Okay, one more:  what if you need to leave in a hurry...and you're out on the trail? 

To avoid scaring the parents who read this blog, let me emphasize that I am not talking about "strangers in the woods" as a danger.  The dragon under my saddle is bigger, nastier, and fiercer than any stranger I might meet in the forest...unless we're talking about zombies, and I assure you that Fiddle is faster than almost any zombie.  So that's okay. 
But...what if something is on the trail and you need to leave in a hurry?  Can you do it? 

Can you navigate without getting lost?  If you are freaked out, will your horse freak-the-hell-out and dump your butt in the bushes for the bears or mooses or zombies or whatever?  Do you have your truck keys handy, or will you need to dig them out?  Will your horse load when you are screaming and the monsters are moving in fast?  Is your rig pointed towards the fence, or aimed at the exit?  Did you round out that funky tire before you left home, or did you shrug and figure it could easily make it to the trailhead and back?

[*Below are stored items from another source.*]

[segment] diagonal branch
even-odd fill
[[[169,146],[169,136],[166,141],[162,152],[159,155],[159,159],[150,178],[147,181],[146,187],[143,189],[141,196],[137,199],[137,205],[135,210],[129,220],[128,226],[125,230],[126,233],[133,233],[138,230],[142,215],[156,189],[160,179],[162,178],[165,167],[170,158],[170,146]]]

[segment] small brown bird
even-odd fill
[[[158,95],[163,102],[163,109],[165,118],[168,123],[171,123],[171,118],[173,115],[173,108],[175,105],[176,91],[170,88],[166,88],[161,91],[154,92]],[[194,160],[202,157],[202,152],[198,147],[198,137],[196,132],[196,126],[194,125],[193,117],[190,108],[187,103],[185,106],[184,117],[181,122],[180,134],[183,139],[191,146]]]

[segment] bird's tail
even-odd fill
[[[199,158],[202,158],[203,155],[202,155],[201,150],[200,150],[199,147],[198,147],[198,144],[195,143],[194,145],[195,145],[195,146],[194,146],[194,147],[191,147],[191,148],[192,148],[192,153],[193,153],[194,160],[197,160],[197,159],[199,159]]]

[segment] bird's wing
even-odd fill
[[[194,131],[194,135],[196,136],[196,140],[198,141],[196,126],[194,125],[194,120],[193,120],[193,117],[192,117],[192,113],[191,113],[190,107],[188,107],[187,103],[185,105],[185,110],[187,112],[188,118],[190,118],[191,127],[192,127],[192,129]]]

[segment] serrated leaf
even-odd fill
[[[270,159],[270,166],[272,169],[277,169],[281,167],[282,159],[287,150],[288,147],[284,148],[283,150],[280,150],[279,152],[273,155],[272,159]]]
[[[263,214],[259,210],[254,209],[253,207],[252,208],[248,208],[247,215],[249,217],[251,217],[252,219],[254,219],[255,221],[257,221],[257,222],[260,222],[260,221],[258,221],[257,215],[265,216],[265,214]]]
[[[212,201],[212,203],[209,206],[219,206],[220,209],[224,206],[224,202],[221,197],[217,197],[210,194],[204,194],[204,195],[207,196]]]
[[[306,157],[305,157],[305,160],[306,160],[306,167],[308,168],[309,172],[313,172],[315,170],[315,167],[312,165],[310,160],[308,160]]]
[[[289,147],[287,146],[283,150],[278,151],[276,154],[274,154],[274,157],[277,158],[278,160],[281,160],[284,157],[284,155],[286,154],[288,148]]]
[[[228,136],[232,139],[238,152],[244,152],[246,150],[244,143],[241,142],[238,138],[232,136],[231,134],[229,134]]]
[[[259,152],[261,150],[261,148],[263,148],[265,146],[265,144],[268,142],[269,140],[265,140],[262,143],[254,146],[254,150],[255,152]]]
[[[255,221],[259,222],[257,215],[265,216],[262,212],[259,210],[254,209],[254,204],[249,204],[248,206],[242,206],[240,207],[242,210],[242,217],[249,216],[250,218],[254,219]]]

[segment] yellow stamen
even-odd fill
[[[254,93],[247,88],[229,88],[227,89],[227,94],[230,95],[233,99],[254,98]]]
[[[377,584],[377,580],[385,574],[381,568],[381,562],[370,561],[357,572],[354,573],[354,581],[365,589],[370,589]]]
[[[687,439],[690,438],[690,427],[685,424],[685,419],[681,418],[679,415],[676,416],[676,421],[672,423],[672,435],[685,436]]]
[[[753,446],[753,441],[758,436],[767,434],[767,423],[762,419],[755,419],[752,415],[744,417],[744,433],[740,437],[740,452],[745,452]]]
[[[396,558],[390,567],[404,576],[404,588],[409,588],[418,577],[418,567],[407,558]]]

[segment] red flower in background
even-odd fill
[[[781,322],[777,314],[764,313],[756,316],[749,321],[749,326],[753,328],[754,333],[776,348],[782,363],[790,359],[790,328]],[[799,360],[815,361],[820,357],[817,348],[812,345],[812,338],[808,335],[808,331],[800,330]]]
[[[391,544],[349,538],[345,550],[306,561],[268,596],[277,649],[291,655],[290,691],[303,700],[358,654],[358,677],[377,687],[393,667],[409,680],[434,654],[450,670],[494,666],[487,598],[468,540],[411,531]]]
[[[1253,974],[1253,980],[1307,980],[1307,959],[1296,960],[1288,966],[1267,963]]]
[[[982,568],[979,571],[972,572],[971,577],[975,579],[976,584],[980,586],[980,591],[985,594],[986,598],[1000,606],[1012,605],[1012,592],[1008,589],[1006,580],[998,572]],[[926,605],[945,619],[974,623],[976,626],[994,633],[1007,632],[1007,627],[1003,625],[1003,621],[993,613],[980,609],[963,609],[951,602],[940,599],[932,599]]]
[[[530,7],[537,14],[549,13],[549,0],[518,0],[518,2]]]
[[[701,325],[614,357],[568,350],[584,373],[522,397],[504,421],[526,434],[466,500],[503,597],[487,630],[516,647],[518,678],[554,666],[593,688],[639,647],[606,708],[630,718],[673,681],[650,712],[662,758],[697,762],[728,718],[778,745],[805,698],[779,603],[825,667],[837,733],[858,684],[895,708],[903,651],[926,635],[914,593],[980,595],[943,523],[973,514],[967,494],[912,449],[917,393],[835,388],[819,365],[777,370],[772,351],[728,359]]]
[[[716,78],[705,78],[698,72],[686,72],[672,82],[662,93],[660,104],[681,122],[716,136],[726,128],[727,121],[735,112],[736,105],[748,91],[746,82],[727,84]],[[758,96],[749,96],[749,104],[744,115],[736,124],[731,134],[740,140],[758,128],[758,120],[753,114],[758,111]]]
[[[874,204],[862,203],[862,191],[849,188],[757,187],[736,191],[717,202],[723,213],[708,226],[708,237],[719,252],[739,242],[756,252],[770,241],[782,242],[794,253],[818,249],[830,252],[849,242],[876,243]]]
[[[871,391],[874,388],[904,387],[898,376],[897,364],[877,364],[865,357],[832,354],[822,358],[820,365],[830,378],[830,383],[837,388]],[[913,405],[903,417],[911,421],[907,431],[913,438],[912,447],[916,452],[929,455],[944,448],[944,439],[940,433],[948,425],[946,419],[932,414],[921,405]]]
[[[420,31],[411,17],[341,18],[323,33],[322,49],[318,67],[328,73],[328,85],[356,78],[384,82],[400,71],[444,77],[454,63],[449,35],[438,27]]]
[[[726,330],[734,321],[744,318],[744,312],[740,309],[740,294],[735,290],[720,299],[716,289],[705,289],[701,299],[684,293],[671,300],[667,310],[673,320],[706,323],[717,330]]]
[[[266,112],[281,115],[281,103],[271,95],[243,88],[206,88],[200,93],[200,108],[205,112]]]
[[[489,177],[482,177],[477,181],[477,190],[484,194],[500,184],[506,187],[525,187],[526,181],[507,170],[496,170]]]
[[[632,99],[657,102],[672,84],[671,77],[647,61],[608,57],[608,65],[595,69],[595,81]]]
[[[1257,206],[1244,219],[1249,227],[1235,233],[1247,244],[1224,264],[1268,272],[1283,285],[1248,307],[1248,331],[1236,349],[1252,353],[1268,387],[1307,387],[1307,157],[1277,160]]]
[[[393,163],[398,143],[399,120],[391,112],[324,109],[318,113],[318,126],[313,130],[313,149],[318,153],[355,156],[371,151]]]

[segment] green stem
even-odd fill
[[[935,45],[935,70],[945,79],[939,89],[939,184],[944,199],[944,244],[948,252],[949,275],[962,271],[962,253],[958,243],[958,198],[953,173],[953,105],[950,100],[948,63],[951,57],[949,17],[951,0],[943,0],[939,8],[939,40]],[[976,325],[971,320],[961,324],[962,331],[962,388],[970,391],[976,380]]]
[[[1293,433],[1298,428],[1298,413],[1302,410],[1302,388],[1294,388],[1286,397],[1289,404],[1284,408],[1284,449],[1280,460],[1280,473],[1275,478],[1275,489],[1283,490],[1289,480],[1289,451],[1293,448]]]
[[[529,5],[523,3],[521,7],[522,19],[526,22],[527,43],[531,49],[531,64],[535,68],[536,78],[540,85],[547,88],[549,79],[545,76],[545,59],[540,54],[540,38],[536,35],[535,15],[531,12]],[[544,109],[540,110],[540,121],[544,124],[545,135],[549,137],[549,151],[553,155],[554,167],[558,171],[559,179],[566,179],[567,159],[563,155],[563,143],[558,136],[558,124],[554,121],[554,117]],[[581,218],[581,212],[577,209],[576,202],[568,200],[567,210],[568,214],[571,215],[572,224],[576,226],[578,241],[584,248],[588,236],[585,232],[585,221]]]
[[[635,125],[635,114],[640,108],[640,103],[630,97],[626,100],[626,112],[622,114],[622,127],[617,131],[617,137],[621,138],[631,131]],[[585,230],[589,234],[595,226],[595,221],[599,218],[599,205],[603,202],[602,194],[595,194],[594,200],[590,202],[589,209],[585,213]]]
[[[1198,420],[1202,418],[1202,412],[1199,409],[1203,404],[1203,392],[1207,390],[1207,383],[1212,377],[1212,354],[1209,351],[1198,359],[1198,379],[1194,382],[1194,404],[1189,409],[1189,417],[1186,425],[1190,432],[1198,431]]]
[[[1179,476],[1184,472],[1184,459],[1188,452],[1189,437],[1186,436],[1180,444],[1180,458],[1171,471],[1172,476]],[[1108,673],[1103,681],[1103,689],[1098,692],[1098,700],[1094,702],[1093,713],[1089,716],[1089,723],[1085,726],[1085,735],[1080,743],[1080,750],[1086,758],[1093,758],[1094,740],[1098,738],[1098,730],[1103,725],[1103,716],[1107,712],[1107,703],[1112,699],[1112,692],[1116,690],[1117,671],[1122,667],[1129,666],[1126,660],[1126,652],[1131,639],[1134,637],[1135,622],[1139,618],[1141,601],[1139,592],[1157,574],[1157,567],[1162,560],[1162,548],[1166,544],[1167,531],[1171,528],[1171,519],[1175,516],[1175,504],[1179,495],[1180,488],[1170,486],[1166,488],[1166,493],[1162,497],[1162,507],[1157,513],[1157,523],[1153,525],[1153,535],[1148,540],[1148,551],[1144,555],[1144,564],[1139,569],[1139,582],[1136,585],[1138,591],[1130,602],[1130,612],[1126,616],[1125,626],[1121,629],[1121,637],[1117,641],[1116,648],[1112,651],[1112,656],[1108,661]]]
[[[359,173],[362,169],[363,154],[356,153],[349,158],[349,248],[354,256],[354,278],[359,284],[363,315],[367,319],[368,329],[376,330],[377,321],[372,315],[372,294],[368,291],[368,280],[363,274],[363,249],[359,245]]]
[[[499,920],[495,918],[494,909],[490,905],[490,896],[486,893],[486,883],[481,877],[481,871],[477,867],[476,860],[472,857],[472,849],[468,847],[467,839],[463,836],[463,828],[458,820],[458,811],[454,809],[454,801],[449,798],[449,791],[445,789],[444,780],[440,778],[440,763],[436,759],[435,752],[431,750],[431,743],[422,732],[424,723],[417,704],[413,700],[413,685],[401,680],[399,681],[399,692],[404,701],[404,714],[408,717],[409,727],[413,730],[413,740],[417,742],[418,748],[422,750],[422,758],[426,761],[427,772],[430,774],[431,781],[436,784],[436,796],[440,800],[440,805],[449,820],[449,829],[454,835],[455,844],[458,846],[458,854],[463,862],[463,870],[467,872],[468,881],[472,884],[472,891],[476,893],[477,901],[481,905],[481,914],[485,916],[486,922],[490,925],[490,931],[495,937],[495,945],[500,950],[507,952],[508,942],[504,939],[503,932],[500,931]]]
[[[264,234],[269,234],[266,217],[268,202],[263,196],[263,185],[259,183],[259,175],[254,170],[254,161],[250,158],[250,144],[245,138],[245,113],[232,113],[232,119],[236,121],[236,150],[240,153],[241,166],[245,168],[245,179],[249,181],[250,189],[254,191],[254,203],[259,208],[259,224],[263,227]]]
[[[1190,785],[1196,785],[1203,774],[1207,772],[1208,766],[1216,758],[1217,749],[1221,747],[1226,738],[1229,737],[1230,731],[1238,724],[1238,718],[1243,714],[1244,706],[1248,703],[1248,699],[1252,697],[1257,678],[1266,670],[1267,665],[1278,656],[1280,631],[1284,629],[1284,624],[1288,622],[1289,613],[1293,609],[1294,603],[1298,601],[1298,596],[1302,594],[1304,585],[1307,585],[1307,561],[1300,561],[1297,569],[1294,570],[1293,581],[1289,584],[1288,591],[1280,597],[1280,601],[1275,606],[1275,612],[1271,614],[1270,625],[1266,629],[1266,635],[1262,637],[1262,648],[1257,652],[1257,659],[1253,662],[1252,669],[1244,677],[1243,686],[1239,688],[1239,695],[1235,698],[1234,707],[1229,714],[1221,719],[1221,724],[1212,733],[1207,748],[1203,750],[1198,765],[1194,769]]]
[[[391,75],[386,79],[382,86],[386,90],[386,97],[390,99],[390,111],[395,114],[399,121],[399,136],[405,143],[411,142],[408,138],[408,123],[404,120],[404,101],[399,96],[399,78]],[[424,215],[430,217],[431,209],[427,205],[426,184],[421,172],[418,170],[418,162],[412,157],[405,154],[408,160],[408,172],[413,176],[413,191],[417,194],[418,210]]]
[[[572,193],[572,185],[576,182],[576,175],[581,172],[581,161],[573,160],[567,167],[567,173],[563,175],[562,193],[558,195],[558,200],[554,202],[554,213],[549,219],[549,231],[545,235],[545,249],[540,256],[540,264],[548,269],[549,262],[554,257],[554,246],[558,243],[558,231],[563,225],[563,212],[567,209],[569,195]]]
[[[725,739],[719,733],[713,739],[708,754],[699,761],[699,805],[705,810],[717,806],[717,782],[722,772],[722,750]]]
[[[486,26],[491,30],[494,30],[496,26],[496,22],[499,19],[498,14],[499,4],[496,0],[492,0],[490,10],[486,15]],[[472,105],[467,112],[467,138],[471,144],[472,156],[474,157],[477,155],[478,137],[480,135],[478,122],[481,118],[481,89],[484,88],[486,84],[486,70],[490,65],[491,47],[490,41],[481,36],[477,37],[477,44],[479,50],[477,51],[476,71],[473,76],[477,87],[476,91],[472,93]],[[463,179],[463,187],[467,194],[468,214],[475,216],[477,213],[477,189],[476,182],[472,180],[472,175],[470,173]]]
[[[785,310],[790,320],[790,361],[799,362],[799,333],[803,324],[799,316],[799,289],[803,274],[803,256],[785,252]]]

Stuff to think about.  I'll be back in a day or two to talk about part three:  "Stand and Fight."


  1. Loving these entries. Great food for thought.

  2. This blog reminded me of the times in the woods when I came upon a solitary "man" out there. At five foot two inches, and the cardiovascular fitness of a snail...that is a very BAD feeling. The one time it happened that I was very bugged I was heading towards the person. It made me very glad that Phebes was good at leg yielding. I put her up into her power trot, applied some leg and zoomed on past on the other side of the trail. There are times out there that I wish I had a permit to carry (paranoid as that may sound), I'd feel safer.

  3. Really good stuff to think about. I saw a photo somewhere, of a horse with a phone number spray painted on it's side. That horse found it's owner. It may have been Katrina? Microchips are great, but in an ER in which you have a small amount of time, a can of contrasting spray paint might save your horse if you get separated. Can't get ripped out of the mane and won't fade. I thought it was brilliant on the owner's part.

    I like how you phrased it, that you are all *mentally* prepared and know the first thing you'll do is hitch up the one spends precious seconds trying to figure out which thing to do first. Truly valuable advice.

  4. An important thing to plan is to arrange a meeting place..and a person to contact. Know the escape routes and drive them ahead of time, weather you are fleeing canyon fires in So. Calif, floods in the midwest, tsumani in Hawaii, volcanic spew in the Pacific NW (uh, remember Mt. St. Helens??), or zombies.

    Run Like Hell on the trail for me is rehearsed for every fall ride....we all start the ride by agreeing that if any one hollers "Bees Bees Bees" we will ALL immediately start a uniform controlled immediate exit of the area, in a forward motion...not a wild gallop, but a brisk canter away from the source of the stings and resultant bucks, No one is to stop and say "what" or spin around and go the other way.